The Extended Event session runs by default when an Availability Group is configured on the SQL Server instance. The following extended events are captured by the Event Session:

  • sqlserver.alwayson_ddl_executed,
  • sqlserver.availability_group_lease_expired,
  • sqlserver.availability_replica_automatic_failover_validation,
  • sqlserver.availability_replica_manager_state_change,
  • sqlserver.availability_replica_state_change,
  • sqlserver.error_reported

Note that the Extended Events session will only track the state changes for the local replica. The Extended Events session is NOT a global store for all the state change events for all replicas!

The previous set of logs that you collect from the SQL Server failover cluster instances like the SQL Errorlog, Cluster log and Windows Event logs are still applicable for root cause analysis for failovers. However, now you have additional logs in the SQL Server LOG folder which can assist with a root cause analysis for failover issues. The screenshot below shows two new files that would be of interest when analyzing SQL Server failovers namely, the AlwaysOn_health_* and <server name>_<instance name>_SQLDIAG_* logs. The first set of files are the AlwaysOn Extended Events logs and the second set of logs are called the Failover Cluster Instance Diagnostics Log.

We already saw from the above screenshot what the AlwaysOn Extended Events health session can track. Now, let’s see what the Failover Cluster Instance Diagnostics Log collects. There will be multiple informational messages about the activities performed against the Availability Group. Additionally, there will be messages pertaining to the sp_server_diagnostics data (component_health_resultset) collection and the Availability Group state change (availability_group_state_change).

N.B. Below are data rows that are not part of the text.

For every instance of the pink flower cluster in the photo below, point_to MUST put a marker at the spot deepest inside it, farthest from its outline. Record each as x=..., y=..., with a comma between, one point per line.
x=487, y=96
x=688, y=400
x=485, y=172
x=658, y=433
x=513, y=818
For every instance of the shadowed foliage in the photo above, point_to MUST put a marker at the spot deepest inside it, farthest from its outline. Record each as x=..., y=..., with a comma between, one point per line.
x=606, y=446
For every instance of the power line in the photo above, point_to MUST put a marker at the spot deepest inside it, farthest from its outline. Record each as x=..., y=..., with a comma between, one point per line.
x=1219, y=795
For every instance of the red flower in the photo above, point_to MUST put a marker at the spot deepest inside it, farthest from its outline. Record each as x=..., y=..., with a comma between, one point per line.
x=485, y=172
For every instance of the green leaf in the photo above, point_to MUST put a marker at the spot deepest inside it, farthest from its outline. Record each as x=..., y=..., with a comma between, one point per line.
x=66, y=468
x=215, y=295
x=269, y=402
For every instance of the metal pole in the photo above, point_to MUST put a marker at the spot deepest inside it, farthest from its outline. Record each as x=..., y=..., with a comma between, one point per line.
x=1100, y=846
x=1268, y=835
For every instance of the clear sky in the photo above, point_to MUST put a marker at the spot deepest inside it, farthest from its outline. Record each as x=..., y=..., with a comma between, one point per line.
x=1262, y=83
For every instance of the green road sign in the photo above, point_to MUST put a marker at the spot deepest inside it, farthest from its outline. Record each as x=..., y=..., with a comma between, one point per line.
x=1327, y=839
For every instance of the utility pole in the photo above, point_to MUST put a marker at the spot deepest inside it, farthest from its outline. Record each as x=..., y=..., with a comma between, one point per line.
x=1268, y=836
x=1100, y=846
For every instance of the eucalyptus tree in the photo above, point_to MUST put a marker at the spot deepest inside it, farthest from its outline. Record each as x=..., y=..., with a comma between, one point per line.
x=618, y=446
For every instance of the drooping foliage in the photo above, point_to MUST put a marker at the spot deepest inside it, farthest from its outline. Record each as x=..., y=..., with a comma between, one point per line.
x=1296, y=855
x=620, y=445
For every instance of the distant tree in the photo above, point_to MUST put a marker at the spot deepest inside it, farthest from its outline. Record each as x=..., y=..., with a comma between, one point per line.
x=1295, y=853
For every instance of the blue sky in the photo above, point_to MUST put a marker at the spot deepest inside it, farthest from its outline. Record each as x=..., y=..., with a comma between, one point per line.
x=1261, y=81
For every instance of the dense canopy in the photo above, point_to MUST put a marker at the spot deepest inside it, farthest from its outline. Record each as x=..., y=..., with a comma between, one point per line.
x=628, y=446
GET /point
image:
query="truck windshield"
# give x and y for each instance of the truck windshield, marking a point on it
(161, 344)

The T-SQL query below can help you fetch the state change information for your SQL Server instance. Again, this is specific to the instance from which you fetched the failover cluster instance diagnostics log:

select object_name,cast(event_data as xml) as xmldata
from sys.fn_xe_file_target_read_file('<file name/path>', null, null, null)
where object_name = 'availability_group_state_change'

A snippet of the XML data retrieved using the above query for the manual failover that I had done is shown below:

<data name=”target_state“>
<data name=”failure condition level“>
<text >SYSTEM_UNHEALTHY</text>

<data name=”availability_group_name”>


In summary, the following sets of logs need to be collected from all the Availability Replicas:

  1. SQL Server Errorlog from the time of the failure
  2. Windows Application and System Event logs from the time of the failure
  3. All the Failover Cluster Instance Diagnostics log (upto a maximum of 10 rollover .xel files by default)
  4. All the AlwaysOn Extended Event session log files (upto a maximum of 4 rollover .xel files by default)
  5. System Health Session Extended Event session files (optional as the component health state information is present in #4)
  6. Windows Cluster log

There are some useful queries in the Books Online topic for the failover cluster instance diagnostics log to parsing through the collected data.

Happy troubleshooting!!

P.S. The above blog post was created using a lab environment provided by SQL Server Virtual Labs. This is an online environment which allows you to create virtual machines to practice various SQL Server scenarios. The lab that I used was “SQL Server 2012: AlwaysOn Availability Groups (SQL 142).